Roko Farkaš

Personal information
- Nationality: Croatian
- Born: 11 February 2005 (age 21) Nedelišće, Croatia

Sport
- Sport: Athletics
- Event(s): Sprint, Long jump, Decathlon

Achievements and titles
- Personal bests: 100 m: 10.44 (2022); 200 m: 20.70 (2024) NR; 400 m: 47.57 (2024); 110 m hurdles: 14.18 (2023); Long jump: 8.15m (2024) NU20R; High jump: 2.03m (2023); Pole Vault: 4.10m (2024); Javelin: 54.10m (2023);

Medal record
Men's athletics
Representing Croatia
World U20 Championships
| Gold medal – first place | 2024 Lima | Long jump |

= Roko Farkaš =

Croatian athlete

Roko Farkaš (born 11 February 2005) is a Croatian multi-event athlete. He has won multiple senior national titles in sprint events and is the national record holder over 200 metres. In 2025, he became Croatian indoor champion in the heptathlon. In 2024, he won the gold medal at the World U20 Championships in the long jump.

==Career==
He competed at the 2024 European Athletics Championships in Rome in June 2024, over 200 metres and set a new Croatian national record time of 20.70 seconds in reaching the semi-finals, beating the previous record set by Željko Knapić 43 years previously. He is the Croatian U20 record in the decathlon with 7300 points, but an injury suffered during the 2024 summer season caused him to focus on the long jump for the rest of that year. Competing in the long jump at the 2024 World Athletics U20 Championships in August 2024, he set a new Croatian U20 record of 8.15 metres to qualify for the final. In the final, he jumped a wind-assisted 8.17 metres in the fourth round to win the gold medal. In September 2024, he was nominated for the European Athletics Rising Star award.

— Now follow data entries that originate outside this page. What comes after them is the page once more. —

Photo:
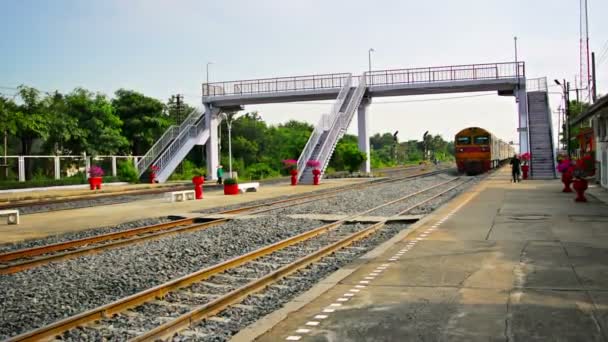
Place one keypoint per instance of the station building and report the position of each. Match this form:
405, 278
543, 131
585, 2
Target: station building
597, 114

He won the heptathlon at the Croatian Indoors Combined Events Championships in Zagreb in February 2025 with a tally of 5713 points. He competed in the long jump at the 2025 European Athletics Indoor Championships in Apeldoorn, Netherlands. He placed eleventh in qualifying with an 7.70 metres jump, and did not proceed to the final.

He was selected to represent Croatia in the decathlon at the 2025 European Athletics U23 Championships in Bergen, Norway, and led the competition after the first day but suffered an injury during the pole vault and was unable to complete the competition. In September 2025, he competed in the long jump at the 2025 World Championships in Tokyo, Japan, without advancing to the final.

==Personal life==
He is from Nedelišće. He is a member of Varaždin Sloboda in the city of Varaždin in Croatia.